Sylvia stopped, turned. He was still squatting, but he was looking up at her. His eyes were dry and he was smiling.

"Come say happy birthday to Tommy."

She went and stood at his side while he gathered up the toy packaging.

"I didn't know."

"No reason you should." He stood up and surveyed the toys he had displayed on the headstone. "How's it look?"

"Great." She didn't know what else to say.

"Well, it won't last long. One of the groundskeepers will rip them off for his kids. But that's okay. Better than having them ground up by the lawnmowers. At least somebody will be getting something out of them. Tommy would have loved Star Wars, you know. Especially Jabba the Hutt. Mean as he was, big fat Jabba would have made Tommy laugh."

"How did he—?" She caught herself. The question had filled her mind since the instant she had read the plaque, but she hadn't meant to ask.

Alan didn't seem to mind. "Tommy had a congenital heart defect: endocardial fibroelastosis. For the sake of simplicity, let's just say that his heart wasn't up to the job. We took him to the city. We had every specialist in Manhattan look at him. They tried everything they knew. But nobody could save him." His voice cracked. "And so he died. He was just learning to smile when he up and died on us."
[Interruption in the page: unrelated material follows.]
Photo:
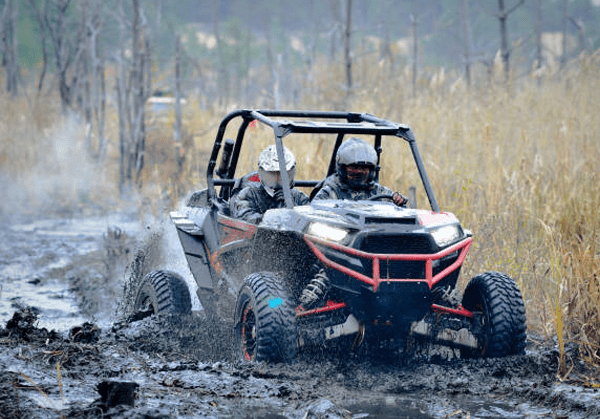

He raised his free hand to his eyes as a sob racked him. Then another. He dropped the wrappings and covered his face with both hands.

Sylvia didn't know what to do. She had never seen a man cry before, and Alan's grief was so deep that she wanted to cry herself. She put an arm around his hunched shoulders. Touching him and feeling the tremors within him made his pain a physical thing. She wanted to say something comforting… but what could she say?

Alan suddenly regained control and wiped his face dry on his sleeves.

"Sorry," he said, looking away, obviously embarrassed. "I'm not a crybaby. I come here every May twenty-seventh, and I haven't cried for the last five or six times." He sniffed. "Don't know what's the matter with me today."

A thought struck Sylvia with the force of an explosion. "Is it because you think that maybe if he had been born this year, you could have saved him?"

Alan's eyes were wide as he turned toward her.

"Ba told me," she said.

"Ba?" It almost seemed as if he didn't recognize the name.